Hierbei ist besonders wichtig zu klären, wie weit die Befugnisse der Reitbeteiligung zum Beispiel in einem Notfall reichen, falls der Besitzer nicht erreichbar ist. Denn gerade bei Verletzungen fühlen sich Reitbeteiligungen oft hilflos. Auch das Melden der Reitbeteiligung bei der Haftpflichtversicherung wird dringend empfohlen – Stichwort Gast- oder Fremdreiter. Hierbei muss die Police unbedingt genau unter die Lupe genommen werden: Was ist abgedeckt und laut Versicherung erlaubt? Bei manchen Versicherungen ist bereits das Reiten oder Führen ohne vorschriftsgemäße Ausrüstung vom Versicherungsschutz ausgeschlossen.

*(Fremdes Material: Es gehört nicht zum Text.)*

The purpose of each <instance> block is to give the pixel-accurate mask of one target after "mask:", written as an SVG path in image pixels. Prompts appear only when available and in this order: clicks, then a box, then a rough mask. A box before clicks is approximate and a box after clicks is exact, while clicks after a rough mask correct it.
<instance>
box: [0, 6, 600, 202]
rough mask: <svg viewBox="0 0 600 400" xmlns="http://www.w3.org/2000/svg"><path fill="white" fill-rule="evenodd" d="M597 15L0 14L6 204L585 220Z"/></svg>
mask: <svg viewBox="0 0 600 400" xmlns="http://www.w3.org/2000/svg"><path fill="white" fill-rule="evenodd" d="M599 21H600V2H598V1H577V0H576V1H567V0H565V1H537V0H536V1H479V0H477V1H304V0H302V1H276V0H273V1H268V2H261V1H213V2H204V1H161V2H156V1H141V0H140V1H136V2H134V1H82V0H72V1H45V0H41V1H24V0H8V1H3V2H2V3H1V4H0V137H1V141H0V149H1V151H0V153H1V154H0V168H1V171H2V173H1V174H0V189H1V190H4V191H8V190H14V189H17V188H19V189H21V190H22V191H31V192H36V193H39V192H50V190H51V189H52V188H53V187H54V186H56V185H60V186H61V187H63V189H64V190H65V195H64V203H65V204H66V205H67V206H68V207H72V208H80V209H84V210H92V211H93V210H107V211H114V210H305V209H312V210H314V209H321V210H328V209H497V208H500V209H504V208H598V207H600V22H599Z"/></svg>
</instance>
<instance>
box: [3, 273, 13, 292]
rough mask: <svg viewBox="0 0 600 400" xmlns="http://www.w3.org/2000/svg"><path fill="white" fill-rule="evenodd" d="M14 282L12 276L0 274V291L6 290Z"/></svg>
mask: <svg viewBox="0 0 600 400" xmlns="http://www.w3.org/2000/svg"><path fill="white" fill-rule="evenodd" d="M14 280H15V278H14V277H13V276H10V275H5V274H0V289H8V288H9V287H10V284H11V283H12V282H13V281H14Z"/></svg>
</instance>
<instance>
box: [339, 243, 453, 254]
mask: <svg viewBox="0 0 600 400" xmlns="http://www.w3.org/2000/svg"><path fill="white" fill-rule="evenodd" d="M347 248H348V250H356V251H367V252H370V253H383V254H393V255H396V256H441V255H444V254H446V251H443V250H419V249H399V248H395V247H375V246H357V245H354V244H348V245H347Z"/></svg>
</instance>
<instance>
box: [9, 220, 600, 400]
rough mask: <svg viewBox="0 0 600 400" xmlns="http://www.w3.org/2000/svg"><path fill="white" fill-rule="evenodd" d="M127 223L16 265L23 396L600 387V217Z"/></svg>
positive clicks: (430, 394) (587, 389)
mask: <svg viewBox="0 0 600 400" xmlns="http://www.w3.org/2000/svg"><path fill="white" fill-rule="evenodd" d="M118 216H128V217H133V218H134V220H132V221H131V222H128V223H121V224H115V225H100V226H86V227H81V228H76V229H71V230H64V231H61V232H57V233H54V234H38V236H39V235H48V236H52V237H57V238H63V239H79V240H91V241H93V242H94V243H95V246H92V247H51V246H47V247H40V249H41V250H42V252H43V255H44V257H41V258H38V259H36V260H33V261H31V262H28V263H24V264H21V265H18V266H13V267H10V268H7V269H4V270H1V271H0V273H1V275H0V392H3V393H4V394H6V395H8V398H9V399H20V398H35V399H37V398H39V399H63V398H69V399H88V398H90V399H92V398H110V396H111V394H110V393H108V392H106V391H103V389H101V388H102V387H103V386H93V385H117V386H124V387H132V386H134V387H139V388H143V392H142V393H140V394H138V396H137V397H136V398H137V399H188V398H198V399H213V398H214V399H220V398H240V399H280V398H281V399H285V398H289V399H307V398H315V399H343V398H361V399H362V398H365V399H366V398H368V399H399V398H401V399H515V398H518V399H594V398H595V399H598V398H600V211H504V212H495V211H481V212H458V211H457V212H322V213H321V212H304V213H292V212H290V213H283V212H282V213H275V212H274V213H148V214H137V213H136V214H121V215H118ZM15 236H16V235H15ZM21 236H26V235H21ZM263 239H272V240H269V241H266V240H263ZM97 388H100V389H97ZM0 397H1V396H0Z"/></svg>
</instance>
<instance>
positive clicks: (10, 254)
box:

Auch bei der Nutzung des Pferdes sollte offen kommuniziert werden, was erlaubt ist und was nicht. So gibt es neben der Reitbeteiligung auch noch die Möglichkeit einer Pflegebeteiligung, die sich ausschließlich um die Versorgung und Pflege eines Pferdes kümmert, dieses aber nicht reitet. Um Missverständnissen und unnötigem Ärger vorzubeugen, sollten Absprachen und Regeln in einem Vertrag festgehalten und unterzeichnet werden – damit die Reitbeteiligung am Ende zu einem Erfolgsmodell für alle Seiten wird.

Lorella Joschko

Checkliste:

So wird die Reitbeteiligung zum Erfolg

  • Verantwortung und Vertrauen: Der Pferdebesitzer sollte sich genaue Vorstellungen davon machen, wem er die Verantwortung für sein Pferd übertragen möchte. An oberster Stelle sollte das Wohlergehen des Pferdes stehen – sowohl für den Halter als auch für die Reitbeteiligung.
  • Zuverlässigkeit: Der Besitzer muss sich darauf verlassen können, dass das Pferd an den abgesprochenen Tagen voll versorgt wird und dass mit dem Pferd nichts geschieht, was nicht ausdrücklich abgestimmt ist. Auch im Notfall sollte eine Reitbeteiligung kurzfristig einspringen können.
  • Offenheit und Ehrlichkeit: Den Grundstein einer erfolgreichen Reitbeteiligung bildet die direkte Kommunikation. Es sollte beiden Parteien möglich sein, Probleme und Kritik zu äußern, um die bestmögliche Lösung zu finden.
  • Haftung: Gerade das Thema Haftung spielt bei Reitbeteiligungen eine wichtige Rolle. Demnach sollte der Haftpflichtversicherung eine Reitbeteiligung unbedingt gemeldet und mitversichert werden.
  • Regelungen: Das A und O einer erfolgreichen Reitbeteiligung sind genaue Absprachen und Regelungen, an die sich beide Parteien halten. Im FN-Shop unter www.pferd-aktuell.de/fn-shop kann ein Mustervertrag gekauft und heruntergeladen werden.